While it is difficult to quantify the impact on various sectors until the government announces the final GST rate, analysts and economists are assuming a standard rate of 17-18%.


If that happens, then companies in the manufacturing sector are expected to benefit, while those in the services sector stand to lose.


 


Of course, even though the bill has been passed in the current session, it will be another couple of years until GST is fully rolled out. As such, it’s premature to conclude how this reform will impact stock prices in the near term.

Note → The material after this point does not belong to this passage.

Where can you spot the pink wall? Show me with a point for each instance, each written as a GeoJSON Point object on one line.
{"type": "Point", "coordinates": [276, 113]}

In any case, there are various other factors that impact stock prices, and while GST is an important reform, analysts are more keen about indicators of the economic recovery.


The winners


 


1) Automobiles: The auto sector is likely to emerge as a winner from GST implementation, provided the rate is below the total tax incidence for the sector (>27%). GST is expected to lead to lower prices for the end user and thus boost demand. Companies to benefit include Maruti Suzuki India Ltd and Mahindra and Mahindra Ltd. Both stocks have outperformed the market so far this fiscal year. Analysts believe some impact of GST could well be priced in at current levels.


 


2) Multiplexes: Multiplex companies pay around 25% of the average revenue per user (average ticket price + food and beverage spends, or F&B per head) as taxes, according to Kotak Institutional Equities. This is in three broad areas—(a) entertainment tax on net ticket sales, ( B) Value-added tax (VAT) on F&B, and © service tax on input costs for which there is no set-off available. No wonder, GST is expected to reduce the tax burden and improve the Ebitda (earnings before interest, taxes, depreciation and amortization) margin. Stocks of PVR Ltd and Inox Leisure Ltd have increased 50% and 30%, respectively, so far in FY17, suggesting the shares are factoring in most of the positives. Of course, there are other factors that are driving these shares.


 


3) FMCG: If the GST rate is less than or equal to 18%, then it should be positive for most consumer goods companies, point out analysts at Citigroup. Of course, much depends on which exemptions are retained and which of the current excise benefits are “grandfathered”. In addition, there will be gains from warehouse rationalization and a better competitive position vis-à-vis unorganized firms. But gains aren’t expected to be massive and will occur gradually; as such, stocks may not react dramatically just because the GST bill is passed.


 


If cigarettes attract a higher tax incidence under the GST regime, then it will have an adverse impact on companies such as ITC Ltd.


 


4) Logistics: Supply chain management is expected to get a boost and transit time will reduce. Further, interstate trade barriers would reduce and eventually result in better interstate commerce. Consolidation of warehousing facilities is expected. Stocks that may benefit include Container Corp. of India Ltd and Transport Corp. of India Ltd. Citi’s analysts point out that the better operating environment could lead Gateway Distriparks Ltd to enter the domestic business.


 


5) Cement: The anticipated 18% GST rate is far lower than what cement companies are paying currently, and analysts expect cement makers to pass on the benefits to consumers as demand continues to remain weak. Whether this alone will help revive demand is another matter altogether.


 


6) Retail: The opportunity to set off input tax credit on rent is expected to aid margin expansion. But retail companies are facing other problems. Shoppers Stop Ltd’s stock has underperformed the benchmark Sensex this year, as underlying demand remains weak and like-to-like sales growth has been lack lustre.


 


The losers


As mentioned earlier, services-related sectors are expected to be negatively impacted, as they may have to shell out higher taxes than what they are currently paying. Service tax rate is currently at about 15%.


 


1) Telecom: The moderate rise in tax outgo could hit demand and revenues. But there would be a simultaneous set-off of taxes (Cenvat, or central VAT) paid on certain capex inputs. So, the impact would be marginal. But telcos have bigger problems. Data volumes are slowing and the Reliance Jio Infocomm Ltd launch can worsen matters.


 


2) Consumer staples and discretionary: Many consumer staples currently have low indirect tax. Hence, GST will be negative for companies in food processing, bakery, edible oil, dairy segments and personal care items. Quick service restaurants too will be adversely impacted. Kotak Institutional Equities sees some impact on Britannia Industries Ltd and ITC.


 


courtesy: mint


 


Winner is Manufacturing industry.


 


Loser is food industry, Service industry such as telecom, restaurants, hospitals, real estate services etc (if the GST rate is above 18%).


 


Simple logic to predict to winner & loser in service industry: current service tax is 15%. if GST rate is more than 15% then that sector will become loser.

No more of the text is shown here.